Matthew Moore in the Sydney Morning Herald last Saturday drew attention to the fact that successive NSW Attorneys General have failed to comply with a statutory requirement to undertake a review of the legislation that established the NSW Administrative Decisions Tribunal. A report on whether the legislation was achieving Parliament's objectives was required by law to be tabled in Parliament no later than July 2003. Almost 5 years later it is still to appear. Submissions were invited from members of the public in 2002. There has been no other opportunity since to express views about whether the Tribunal is providing speedy, independent merits review of decisions, without the legal trappings associated with court processes.
My view is that the Tribunal processes have progressively become more legalistic and there is a serious question whether in the Freedom of Information field in particular, this review model should be replaced by an information commissioner.
However the issue for the moment is what appears to be the attitude of the state's top law officer that a mandatory requirement to report to Parliament is optional. And this failure is not an isolated case. The Attorney General has never produced a review of the Privacy and Personal Information Protection Act, which, according to the Act, was to be tabled in Parliament no later than November 2004.

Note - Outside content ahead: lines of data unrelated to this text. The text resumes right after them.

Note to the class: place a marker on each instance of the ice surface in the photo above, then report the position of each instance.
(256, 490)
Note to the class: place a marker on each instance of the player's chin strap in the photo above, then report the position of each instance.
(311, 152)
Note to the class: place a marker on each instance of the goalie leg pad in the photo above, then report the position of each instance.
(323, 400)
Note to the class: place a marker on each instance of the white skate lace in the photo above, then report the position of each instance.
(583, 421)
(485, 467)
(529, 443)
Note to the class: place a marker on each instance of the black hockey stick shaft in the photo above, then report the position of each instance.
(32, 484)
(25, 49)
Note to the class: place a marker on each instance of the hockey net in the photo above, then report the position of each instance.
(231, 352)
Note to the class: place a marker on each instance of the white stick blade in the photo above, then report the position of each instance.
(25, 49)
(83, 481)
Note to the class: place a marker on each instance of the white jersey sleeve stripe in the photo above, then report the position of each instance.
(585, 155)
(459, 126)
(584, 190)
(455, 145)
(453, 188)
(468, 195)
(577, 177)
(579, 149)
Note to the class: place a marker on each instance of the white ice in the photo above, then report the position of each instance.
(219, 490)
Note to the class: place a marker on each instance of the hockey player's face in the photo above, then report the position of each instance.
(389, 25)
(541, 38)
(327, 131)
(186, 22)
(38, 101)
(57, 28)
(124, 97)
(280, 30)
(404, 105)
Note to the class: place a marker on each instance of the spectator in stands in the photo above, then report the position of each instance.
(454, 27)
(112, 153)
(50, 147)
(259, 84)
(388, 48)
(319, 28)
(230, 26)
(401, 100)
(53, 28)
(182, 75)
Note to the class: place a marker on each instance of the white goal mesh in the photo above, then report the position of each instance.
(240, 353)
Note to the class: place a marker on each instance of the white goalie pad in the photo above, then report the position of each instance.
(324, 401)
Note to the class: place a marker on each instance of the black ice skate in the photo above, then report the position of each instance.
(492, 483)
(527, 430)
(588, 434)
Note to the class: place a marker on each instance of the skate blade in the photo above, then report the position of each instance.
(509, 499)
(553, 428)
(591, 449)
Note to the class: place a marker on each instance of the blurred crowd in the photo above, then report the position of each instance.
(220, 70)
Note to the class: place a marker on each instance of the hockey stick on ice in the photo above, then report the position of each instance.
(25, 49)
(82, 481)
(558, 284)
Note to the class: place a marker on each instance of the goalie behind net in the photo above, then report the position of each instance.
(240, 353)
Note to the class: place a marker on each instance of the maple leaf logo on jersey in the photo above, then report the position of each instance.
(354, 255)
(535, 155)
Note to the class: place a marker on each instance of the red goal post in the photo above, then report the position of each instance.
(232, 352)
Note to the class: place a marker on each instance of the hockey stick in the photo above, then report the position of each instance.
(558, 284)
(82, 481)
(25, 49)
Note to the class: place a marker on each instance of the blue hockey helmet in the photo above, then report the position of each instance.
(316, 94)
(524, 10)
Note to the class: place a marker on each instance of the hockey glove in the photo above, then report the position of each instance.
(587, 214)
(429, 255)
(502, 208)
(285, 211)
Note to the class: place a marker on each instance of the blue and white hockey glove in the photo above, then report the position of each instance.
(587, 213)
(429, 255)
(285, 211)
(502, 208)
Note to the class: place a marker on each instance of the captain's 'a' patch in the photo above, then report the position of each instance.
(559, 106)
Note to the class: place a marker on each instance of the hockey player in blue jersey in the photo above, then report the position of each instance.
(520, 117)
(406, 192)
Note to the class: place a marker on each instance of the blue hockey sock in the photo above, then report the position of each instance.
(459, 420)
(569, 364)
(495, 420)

Who knows how many other similar requirements may have been ignored by NSW ministers? A search of the statute book identifies 235 NSW acts that require the responsible minister to undertake a review five years after the act received assent, and to table the report within 12 months of the fifth anniversary of assent. In many instances these dates have now passed. It's impossible to tell from the Parliament's website what reports have been tabled and what is overdue
Does the NSW Parliament take any interest in what happens after these provisions are included in legislation, or do anything when ministers fail to comply?